Sin embargo, esta «hostilidad» a la economía de mercado es insuficiente para producir una transición total al socialismo. Además, «para que se desarrolle un ambiente [revolucionario] es necesario que haya grupos a los que interese elaborar y organizar el resentimiento, alimentarlo, expresarlo y dirigirlo». Ahí entran los intelectuales. Los intelectuales son un producto paradójico de la economía de mercado, porque «a diferencia de cualquier otro tipo de sociedad, el capitalismo inevitablemente y en virtud de la propia lógica de su civilización crea, educa y subvenciona un interés creado en el malestar social». Al igual que Hayek, Schumpeter describió a los intelectuales en sentido amplio como «personas que ejercen el poder de la palabra hablada y escrita». En términos más estrictos, «uno de los toques que los distingue de otras personas que hacen lo mismo es la ausencia de responsabilidad directa en los asuntos prácticos». Es decir, los intelectuales no participan en el mercado (al menos no en los ámbitos sobre los que escriben) y, por lo general, no dependen de satisfacer a los consumidores para ganarse la vida. Si a esto añadimos su actitud naturalmente crítica —que, según Schumpeter, es producto de la racionalidad esencial de la economía de mercado—, es fácil entender por qué los intelectuales son hostiles al mercado. En otras palabras, los intelectuales suelen estar fuera de lugar en las sociedades empresariales. El crecimiento de la clase intelectual no responde a la demanda de los consumidores, sino a la expansión de la enseñanza superior. El paso por el sistema de enseñanza superior no confiere necesariamente cualificaciones valiosas, pero a menudo convence a los graduados de que el trabajo en el mercado está por debajo de ellos:
El hombre que ha pasado por un colegio o una universidad fácilmente se vuelve psíquicamente inempleable en ocupaciones manuales sin adquirir necesariamente empleabilidad en, digamos, el trabajo profesional. Su fracaso puede deberse a la falta de aptitudes naturales —perfectamente compatible con la superación de exámenes académicos— o a una enseñanza inadecuada; y ambos casos se darán, absoluta y relativamente, con mayor frecuencia a medida que un número cada vez mayor de personas se incorpore a la enseñanza superior y a medida que aumente la cantidad de enseñanza necesaria, independientemente del número de profesores y eruditos que la naturaleza decida producir.

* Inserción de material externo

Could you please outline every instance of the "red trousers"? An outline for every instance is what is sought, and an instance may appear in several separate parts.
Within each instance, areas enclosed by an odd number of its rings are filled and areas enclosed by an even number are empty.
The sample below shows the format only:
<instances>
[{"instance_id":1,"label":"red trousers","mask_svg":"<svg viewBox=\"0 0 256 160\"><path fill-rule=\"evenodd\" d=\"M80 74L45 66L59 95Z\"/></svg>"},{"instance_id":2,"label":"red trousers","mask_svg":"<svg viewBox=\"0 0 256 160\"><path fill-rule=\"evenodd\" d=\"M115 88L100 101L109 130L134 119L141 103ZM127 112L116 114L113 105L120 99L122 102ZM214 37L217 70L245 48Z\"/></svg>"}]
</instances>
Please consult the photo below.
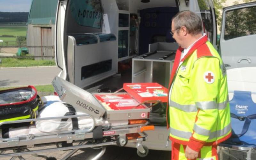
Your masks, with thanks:
<instances>
[{"instance_id":1,"label":"red trousers","mask_svg":"<svg viewBox=\"0 0 256 160\"><path fill-rule=\"evenodd\" d=\"M172 160L188 160L185 157L187 146L172 142ZM198 157L193 160L218 160L217 146L204 146L200 150Z\"/></svg>"}]
</instances>

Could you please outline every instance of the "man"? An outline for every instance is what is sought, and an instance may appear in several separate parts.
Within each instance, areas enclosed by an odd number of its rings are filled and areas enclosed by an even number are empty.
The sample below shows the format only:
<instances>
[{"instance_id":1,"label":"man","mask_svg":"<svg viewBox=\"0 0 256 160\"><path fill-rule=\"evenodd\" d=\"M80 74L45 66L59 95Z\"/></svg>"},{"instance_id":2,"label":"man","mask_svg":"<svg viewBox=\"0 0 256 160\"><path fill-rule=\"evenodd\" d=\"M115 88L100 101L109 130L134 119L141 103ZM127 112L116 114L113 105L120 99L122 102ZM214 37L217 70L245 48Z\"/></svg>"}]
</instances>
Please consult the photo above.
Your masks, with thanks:
<instances>
[{"instance_id":1,"label":"man","mask_svg":"<svg viewBox=\"0 0 256 160\"><path fill-rule=\"evenodd\" d=\"M172 20L171 33L180 45L167 112L173 160L218 159L217 145L231 135L226 69L202 24L187 11Z\"/></svg>"}]
</instances>

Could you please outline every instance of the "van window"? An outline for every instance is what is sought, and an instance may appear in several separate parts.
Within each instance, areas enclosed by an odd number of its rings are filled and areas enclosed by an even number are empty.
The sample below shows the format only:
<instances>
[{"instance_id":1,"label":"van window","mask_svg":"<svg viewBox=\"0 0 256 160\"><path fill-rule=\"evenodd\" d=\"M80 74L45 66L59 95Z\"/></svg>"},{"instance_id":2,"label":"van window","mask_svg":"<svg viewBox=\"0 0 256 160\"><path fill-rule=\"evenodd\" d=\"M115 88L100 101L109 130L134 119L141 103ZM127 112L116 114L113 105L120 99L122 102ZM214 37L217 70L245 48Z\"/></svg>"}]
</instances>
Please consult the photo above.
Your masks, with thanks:
<instances>
[{"instance_id":1,"label":"van window","mask_svg":"<svg viewBox=\"0 0 256 160\"><path fill-rule=\"evenodd\" d=\"M73 0L70 6L72 16L78 24L101 28L102 11L100 0Z\"/></svg>"},{"instance_id":2,"label":"van window","mask_svg":"<svg viewBox=\"0 0 256 160\"><path fill-rule=\"evenodd\" d=\"M213 20L208 0L198 0L198 5L203 23L203 31L211 42L213 41Z\"/></svg>"},{"instance_id":3,"label":"van window","mask_svg":"<svg viewBox=\"0 0 256 160\"><path fill-rule=\"evenodd\" d=\"M224 39L256 34L256 7L227 12Z\"/></svg>"}]
</instances>

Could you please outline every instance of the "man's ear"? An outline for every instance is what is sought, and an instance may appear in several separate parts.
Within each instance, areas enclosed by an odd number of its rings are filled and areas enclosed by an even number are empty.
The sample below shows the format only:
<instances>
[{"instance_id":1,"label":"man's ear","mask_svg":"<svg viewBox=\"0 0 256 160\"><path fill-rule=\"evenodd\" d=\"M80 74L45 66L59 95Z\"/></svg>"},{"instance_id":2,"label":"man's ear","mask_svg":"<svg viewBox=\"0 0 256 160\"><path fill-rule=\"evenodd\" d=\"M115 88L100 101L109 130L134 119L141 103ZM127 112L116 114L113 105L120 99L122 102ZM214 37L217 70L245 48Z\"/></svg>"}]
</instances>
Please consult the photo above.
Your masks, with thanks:
<instances>
[{"instance_id":1,"label":"man's ear","mask_svg":"<svg viewBox=\"0 0 256 160\"><path fill-rule=\"evenodd\" d=\"M181 26L180 29L180 31L183 36L186 36L188 33L188 29L185 26Z\"/></svg>"}]
</instances>

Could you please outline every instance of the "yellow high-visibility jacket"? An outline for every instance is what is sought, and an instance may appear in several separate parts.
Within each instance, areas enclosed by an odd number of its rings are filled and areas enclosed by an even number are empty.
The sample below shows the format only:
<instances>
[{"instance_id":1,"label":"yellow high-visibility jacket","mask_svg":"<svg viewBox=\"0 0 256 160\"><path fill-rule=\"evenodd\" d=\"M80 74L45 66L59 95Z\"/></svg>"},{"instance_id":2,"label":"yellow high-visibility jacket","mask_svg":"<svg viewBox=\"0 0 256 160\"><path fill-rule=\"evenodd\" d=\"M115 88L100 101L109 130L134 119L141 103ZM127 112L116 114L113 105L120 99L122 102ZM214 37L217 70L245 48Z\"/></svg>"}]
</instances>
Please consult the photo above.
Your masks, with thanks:
<instances>
[{"instance_id":1,"label":"yellow high-visibility jacket","mask_svg":"<svg viewBox=\"0 0 256 160\"><path fill-rule=\"evenodd\" d=\"M226 70L206 36L180 60L183 49L177 50L171 75L167 128L172 141L199 151L231 135Z\"/></svg>"}]
</instances>

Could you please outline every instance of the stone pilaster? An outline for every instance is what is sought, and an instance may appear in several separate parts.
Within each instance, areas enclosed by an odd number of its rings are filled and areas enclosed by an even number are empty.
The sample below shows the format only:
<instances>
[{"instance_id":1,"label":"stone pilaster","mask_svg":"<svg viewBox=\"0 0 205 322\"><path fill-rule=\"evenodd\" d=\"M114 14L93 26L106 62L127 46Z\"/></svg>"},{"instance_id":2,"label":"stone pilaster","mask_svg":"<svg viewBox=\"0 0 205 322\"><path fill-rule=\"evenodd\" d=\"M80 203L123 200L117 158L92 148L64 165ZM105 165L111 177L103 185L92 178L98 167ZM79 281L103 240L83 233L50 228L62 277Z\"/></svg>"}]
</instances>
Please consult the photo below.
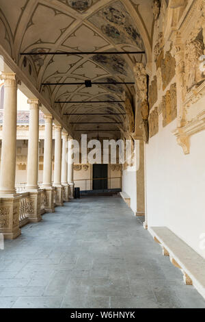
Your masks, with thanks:
<instances>
[{"instance_id":1,"label":"stone pilaster","mask_svg":"<svg viewBox=\"0 0 205 322\"><path fill-rule=\"evenodd\" d=\"M0 175L0 197L16 193L17 84L14 73L2 73L4 106Z\"/></svg>"},{"instance_id":2,"label":"stone pilaster","mask_svg":"<svg viewBox=\"0 0 205 322\"><path fill-rule=\"evenodd\" d=\"M40 192L38 184L39 103L38 99L28 100L30 106L27 190L29 192L31 205L29 219L37 223L42 220L40 214Z\"/></svg>"},{"instance_id":3,"label":"stone pilaster","mask_svg":"<svg viewBox=\"0 0 205 322\"><path fill-rule=\"evenodd\" d=\"M4 81L4 103L0 174L0 233L14 239L19 229L20 197L16 194L17 83L14 73L0 75Z\"/></svg>"},{"instance_id":4,"label":"stone pilaster","mask_svg":"<svg viewBox=\"0 0 205 322\"><path fill-rule=\"evenodd\" d=\"M42 188L46 190L46 212L54 212L54 190L52 187L52 142L53 142L53 117L52 115L44 115L44 173Z\"/></svg>"},{"instance_id":5,"label":"stone pilaster","mask_svg":"<svg viewBox=\"0 0 205 322\"><path fill-rule=\"evenodd\" d=\"M63 186L63 200L69 201L69 185L68 178L68 136L67 133L62 133L62 184Z\"/></svg>"},{"instance_id":6,"label":"stone pilaster","mask_svg":"<svg viewBox=\"0 0 205 322\"><path fill-rule=\"evenodd\" d=\"M62 175L62 127L55 127L55 164L53 186L56 188L55 204L63 206Z\"/></svg>"},{"instance_id":7,"label":"stone pilaster","mask_svg":"<svg viewBox=\"0 0 205 322\"><path fill-rule=\"evenodd\" d=\"M145 180L144 180L144 143L139 140L137 151L137 212L136 216L145 215Z\"/></svg>"},{"instance_id":8,"label":"stone pilaster","mask_svg":"<svg viewBox=\"0 0 205 322\"><path fill-rule=\"evenodd\" d=\"M69 185L69 198L74 198L73 163L71 161L72 139L68 138L68 184Z\"/></svg>"}]
</instances>

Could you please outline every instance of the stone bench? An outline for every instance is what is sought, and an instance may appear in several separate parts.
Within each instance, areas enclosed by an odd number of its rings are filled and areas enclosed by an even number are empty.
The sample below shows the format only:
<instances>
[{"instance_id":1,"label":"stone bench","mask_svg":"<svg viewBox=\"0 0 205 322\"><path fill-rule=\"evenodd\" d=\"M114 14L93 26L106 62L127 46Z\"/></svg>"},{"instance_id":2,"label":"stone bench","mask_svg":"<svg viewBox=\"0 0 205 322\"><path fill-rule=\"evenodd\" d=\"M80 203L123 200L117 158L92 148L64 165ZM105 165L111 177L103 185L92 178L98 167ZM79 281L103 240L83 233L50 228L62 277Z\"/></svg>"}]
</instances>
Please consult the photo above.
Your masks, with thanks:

Si la enseñanza superior tiene poco o nada en cuenta la oferta y la demanda de competencias útiles, producirá titulados que gravitarán naturalmente hacia la clase intelectual, trayendo consigo sentimientos de extrañeza e insatisfacción:
Todos los desempleados, los que tienen un empleo insatisfactorio o los que no pueden encontrar trabajo se orientan hacia las profesiones en las que las normas están menos definidas o en las que cuentan aptitudes y adquisiciones de otro orden. Engrosan el grupo de intelectuales en el sentido estricto del término, cuyo número aumenta desproporcionadamente. Entran en un estado de ánimo totalmente descontento. El descontento genera resentimiento. Y a menudo se racionaliza en esa crítica social que, como hemos visto antes, es en cualquier caso la actitud típica del espectador intelectual hacia los hombres, las clases y las instituciones, especialmente en una civilización racionalista y utilitarista.
Una clase intelectual en auge moldea entonces la opinión pública, inclinándola a favor del socialismo. Pero, afortunadamente, las buenas ideas aún pueden imponerse a las protestas de los intelectuales, y el futuro socialista no es inevitable, como pensaba Schumpeter. Pero aunque su gran teoría de la evolución económica tiene sus peculiaridades no deja de ser una lectura interesante. Independientemente de sus defectos, es un relato que invita a la reflexión sobre el funcionamiento de la clase intelectual y por qué parece fomentar tan sistemáticamente la oposición a las instituciones de la economía de mercado.